Bookmark and Share

Notice: On March 31, it was announced that Statalist is moving from an email list to a forum. The old list will shut down at the end of May, and its replacement, statalist.org is already up and running.


[Date Prev][Date Next][Thread Prev][Thread Next][Date Index][Thread Index]

Re: st: Blown up Std. errors in logistic regression with bootstrap


From   Maarten buis <maartenbuis@yahoo.co.uk>
To   statalist@hsphsun2.harvard.edu
Subject   Re: st: Blown up Std. errors in logistic regression with bootstrap
Date   Mon, 13 Dec 2010 13:47:27 +0000 (GMT)

--- On Mon, 13/12/10, Michael Wahman wrote:
> I am doing a study with two different logistic models,
> where n is fairly small. In one of the models n is somewhat
> bigger (n=107) and one model has a smalle r n (n=51). I want
> to use robust bootstrapped standard errors to compensate for
> the small n, especially in the second model. I've understood
> that it is problematic to use MLE when the number of d.f. s
> is small, since this model might not be asymptotic.
> 
> I have experimented with bootstraps, but the standard
> errors in the model become huge. This seems to be associated
> with the models with a small number of df.s. If I run the
> models with a higher n with a bootstrap, I don’t get this
> problem. Neither do I get it when excluding the control
> variables. 

Sounds to me like the model is close to being perfectly 
determined. An example of perfect determination would be
when you have a continuous variable x and all observations 
with values less than 2 on x are failures and all 
observations with values more than 2 are successes. When 
you get close to being perfectly determined small changes 
in the data can lead to huge changes in the parameters, 
which would yield the kind of behaviour you found when 
using -bootstrap-.

First, I would use very few explanatory variables in that
dataset.
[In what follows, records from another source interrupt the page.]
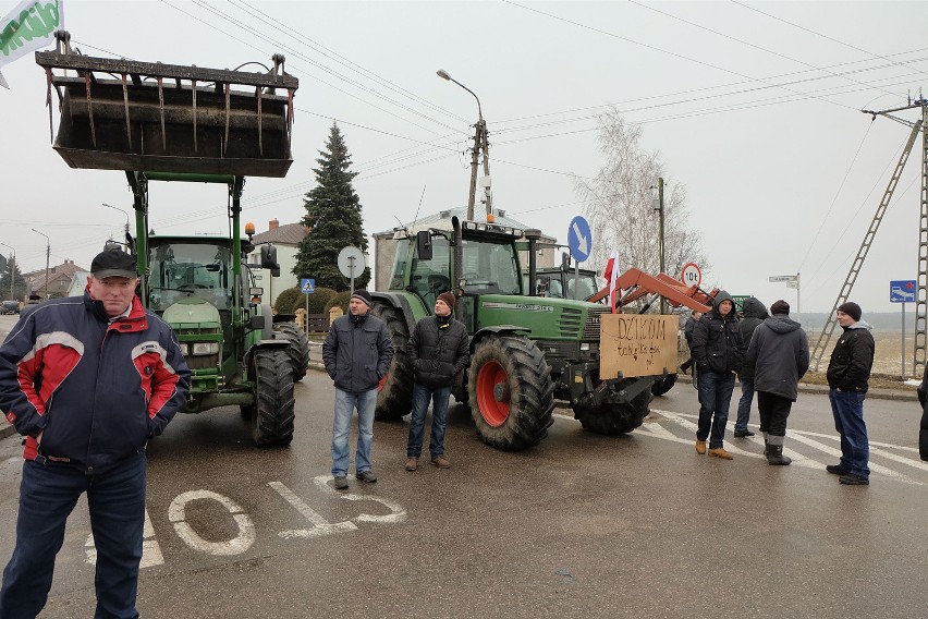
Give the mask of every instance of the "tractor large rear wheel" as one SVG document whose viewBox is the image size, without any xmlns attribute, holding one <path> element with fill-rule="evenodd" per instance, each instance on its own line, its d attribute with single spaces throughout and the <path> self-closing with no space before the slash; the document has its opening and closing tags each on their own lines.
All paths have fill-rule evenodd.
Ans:
<svg viewBox="0 0 928 619">
<path fill-rule="evenodd" d="M 374 418 L 399 420 L 413 410 L 413 365 L 406 354 L 410 329 L 400 310 L 379 301 L 375 301 L 370 310 L 387 325 L 387 332 L 393 342 L 393 361 L 390 362 L 390 369 L 377 393 Z"/>
<path fill-rule="evenodd" d="M 467 401 L 487 445 L 514 451 L 537 445 L 554 423 L 554 385 L 532 340 L 489 337 L 471 359 Z"/>
<path fill-rule="evenodd" d="M 634 400 L 625 404 L 608 404 L 598 408 L 574 405 L 574 416 L 584 429 L 596 434 L 628 434 L 650 413 L 648 404 L 654 399 L 650 389 L 642 391 Z"/>
<path fill-rule="evenodd" d="M 282 348 L 261 349 L 252 357 L 255 409 L 252 438 L 258 447 L 281 447 L 293 440 L 293 369 Z"/>
<path fill-rule="evenodd" d="M 306 376 L 309 367 L 309 339 L 295 323 L 277 323 L 273 330 L 282 333 L 290 342 L 286 347 L 286 355 L 293 367 L 293 381 L 300 383 Z"/>
</svg>

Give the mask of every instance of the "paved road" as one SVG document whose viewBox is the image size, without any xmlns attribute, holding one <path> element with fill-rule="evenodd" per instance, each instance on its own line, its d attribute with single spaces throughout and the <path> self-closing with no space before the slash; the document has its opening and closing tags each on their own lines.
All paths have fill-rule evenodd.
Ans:
<svg viewBox="0 0 928 619">
<path fill-rule="evenodd" d="M 559 411 L 518 453 L 451 410 L 453 468 L 403 471 L 407 423 L 377 424 L 377 484 L 330 489 L 332 389 L 296 388 L 297 434 L 258 450 L 235 410 L 175 418 L 152 441 L 139 610 L 176 617 L 918 617 L 928 557 L 928 463 L 917 405 L 868 400 L 872 484 L 823 465 L 827 399 L 803 395 L 792 466 L 730 439 L 693 449 L 695 390 L 674 388 L 626 437 Z M 755 420 L 756 421 L 756 411 Z M 19 440 L 0 441 L 0 561 L 12 551 Z M 93 614 L 85 506 L 72 515 L 46 618 Z"/>
</svg>

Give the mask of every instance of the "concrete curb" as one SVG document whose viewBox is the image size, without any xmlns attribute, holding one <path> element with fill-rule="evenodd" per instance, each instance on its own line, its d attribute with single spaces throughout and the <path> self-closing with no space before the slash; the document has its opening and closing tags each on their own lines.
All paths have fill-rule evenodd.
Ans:
<svg viewBox="0 0 928 619">
<path fill-rule="evenodd" d="M 693 378 L 685 375 L 677 375 L 677 383 L 687 383 L 692 384 Z M 805 383 L 799 383 L 799 393 L 819 393 L 827 395 L 828 386 L 826 385 L 808 385 Z M 913 389 L 912 391 L 907 391 L 904 389 L 870 389 L 867 391 L 867 398 L 874 398 L 877 400 L 899 400 L 901 402 L 917 402 L 918 393 Z"/>
</svg>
The best case scenario would be when the 
proportion of "successes" is about 50%. In that case the
variance of the dependent variable is maximum and the data
contains the most information. In that case I might use
4 explantory variables, maybe even 5. If the proportion of 
successes is less than 30% or more than 70% I would use
1 maybe 2 explanatory variables.

Second, I would look at some cross tabulations of your
explantory variables against your dependent variable, to 
see if you can find some problematic explanatory variables.

Third, I would add the -saving()- option in -bootstrap-.
This will save the estimates in each bootstrap sample.
Looking at these might help you identify the problem.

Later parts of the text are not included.